Die drei finden ein Schloss mit steinernen Pferden in den Ställen und unheimlich stillen, menschenleeren Gemächern. Hinter einer verschlossenen Tür entdecken sie durchs Guckfenster ein graues Männchen. Es führt sie zu einem reich gedeckten Tisch, wo sie sich stärken, und weist jedem eine Schlafkammer zu. Am Morgen zeigt das Männchen den Brüdern drei Aufgaben, die sie erfüllen müssen, um das Schloss zu erlösen. Zuerst gilt es, die 1000 Perlen der Königstochter, die im Wald unter dem Moos liegen, zu finden, doch fehlt nur eine, wird der Suchende in Stein verwandelt. So ergeht’s beiden älteren Brüdern, aber dem Dummling helfen die von ihm geretteten Ameisen, die alle Perlen zusammentragen.

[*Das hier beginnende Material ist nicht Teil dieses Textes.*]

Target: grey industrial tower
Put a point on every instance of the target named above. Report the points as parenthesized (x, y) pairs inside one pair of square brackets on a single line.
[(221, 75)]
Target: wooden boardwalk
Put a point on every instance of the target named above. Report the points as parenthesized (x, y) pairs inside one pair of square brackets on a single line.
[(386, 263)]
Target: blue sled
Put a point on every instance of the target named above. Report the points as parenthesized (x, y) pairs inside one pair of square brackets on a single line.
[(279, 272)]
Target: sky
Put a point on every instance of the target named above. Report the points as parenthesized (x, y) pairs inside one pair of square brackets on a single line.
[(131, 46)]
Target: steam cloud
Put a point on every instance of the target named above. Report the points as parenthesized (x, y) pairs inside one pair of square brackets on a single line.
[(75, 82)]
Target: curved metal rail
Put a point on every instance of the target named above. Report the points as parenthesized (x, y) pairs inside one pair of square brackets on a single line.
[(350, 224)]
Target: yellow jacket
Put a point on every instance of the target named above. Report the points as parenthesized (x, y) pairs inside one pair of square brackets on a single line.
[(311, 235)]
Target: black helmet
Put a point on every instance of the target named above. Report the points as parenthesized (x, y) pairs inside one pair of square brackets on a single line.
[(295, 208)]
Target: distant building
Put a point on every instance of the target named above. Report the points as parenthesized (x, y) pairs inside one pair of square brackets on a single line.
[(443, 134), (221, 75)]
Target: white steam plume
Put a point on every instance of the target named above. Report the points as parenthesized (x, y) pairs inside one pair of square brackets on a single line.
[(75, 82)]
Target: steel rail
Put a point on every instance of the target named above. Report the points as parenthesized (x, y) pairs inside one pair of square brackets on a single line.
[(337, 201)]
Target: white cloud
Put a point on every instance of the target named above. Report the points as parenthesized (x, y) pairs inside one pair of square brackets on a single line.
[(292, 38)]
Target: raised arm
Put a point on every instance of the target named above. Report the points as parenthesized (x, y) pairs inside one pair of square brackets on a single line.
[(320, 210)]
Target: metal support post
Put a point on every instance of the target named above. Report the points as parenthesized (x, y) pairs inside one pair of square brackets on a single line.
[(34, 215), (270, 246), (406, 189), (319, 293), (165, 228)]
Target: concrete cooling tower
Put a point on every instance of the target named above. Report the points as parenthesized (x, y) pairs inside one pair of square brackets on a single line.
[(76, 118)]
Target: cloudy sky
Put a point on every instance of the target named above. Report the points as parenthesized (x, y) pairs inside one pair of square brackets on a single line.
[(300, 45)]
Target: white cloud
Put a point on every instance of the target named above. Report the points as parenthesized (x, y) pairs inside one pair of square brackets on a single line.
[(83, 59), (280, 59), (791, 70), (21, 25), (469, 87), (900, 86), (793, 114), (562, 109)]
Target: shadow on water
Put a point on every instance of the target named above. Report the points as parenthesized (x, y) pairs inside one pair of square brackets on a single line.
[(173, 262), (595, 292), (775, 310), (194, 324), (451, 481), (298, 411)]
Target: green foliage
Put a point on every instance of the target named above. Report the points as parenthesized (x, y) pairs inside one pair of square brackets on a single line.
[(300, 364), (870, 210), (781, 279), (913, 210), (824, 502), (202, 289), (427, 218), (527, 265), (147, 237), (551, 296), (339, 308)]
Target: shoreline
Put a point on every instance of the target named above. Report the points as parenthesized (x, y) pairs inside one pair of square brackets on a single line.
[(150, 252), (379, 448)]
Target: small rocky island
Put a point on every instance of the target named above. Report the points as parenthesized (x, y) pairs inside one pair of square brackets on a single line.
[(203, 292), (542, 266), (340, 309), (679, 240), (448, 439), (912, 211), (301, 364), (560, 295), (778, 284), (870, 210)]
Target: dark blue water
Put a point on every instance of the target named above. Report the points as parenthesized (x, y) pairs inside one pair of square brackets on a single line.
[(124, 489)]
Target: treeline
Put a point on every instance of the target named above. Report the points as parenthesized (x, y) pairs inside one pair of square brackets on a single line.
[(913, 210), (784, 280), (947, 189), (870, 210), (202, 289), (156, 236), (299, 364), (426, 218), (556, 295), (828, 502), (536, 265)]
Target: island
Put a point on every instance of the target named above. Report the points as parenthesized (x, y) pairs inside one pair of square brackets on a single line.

Als zweite Aufgabe muss der Schlüssel zur Schlafkammer der Königstochter vom Grund des Sees geholt werden, was die vom Dummling geretteten Enten tun. Die dritte Aufgabe ist die schwerste: Es gilt, von den drei Königstöchtern die jüngste und liebste herauszufinden. Dabei gleichen sich die drei vollkommen und unterscheiden sich nicht, haben aber verschiedene Süßigkeiten gegessen: Die erste Zucker, die zweite Sirup und die dritte Honig. Da fliegt die Bienenkönigin der vom Dummling geretteten Wildbienen herein, probiert bei allen dreien am Mund und bleibt sitzen, wo sie Honig findet. So erkennt der Dummling die Richtige, erlöst das Schloss samt Bewohnern, heiratet die jüngste Königstochter und seine Brüder die beiden anderen.
Mit viel Beifall danken die Zuhörer Petra Weller für den kurzweiligen Märchenspaziergang im Grünen.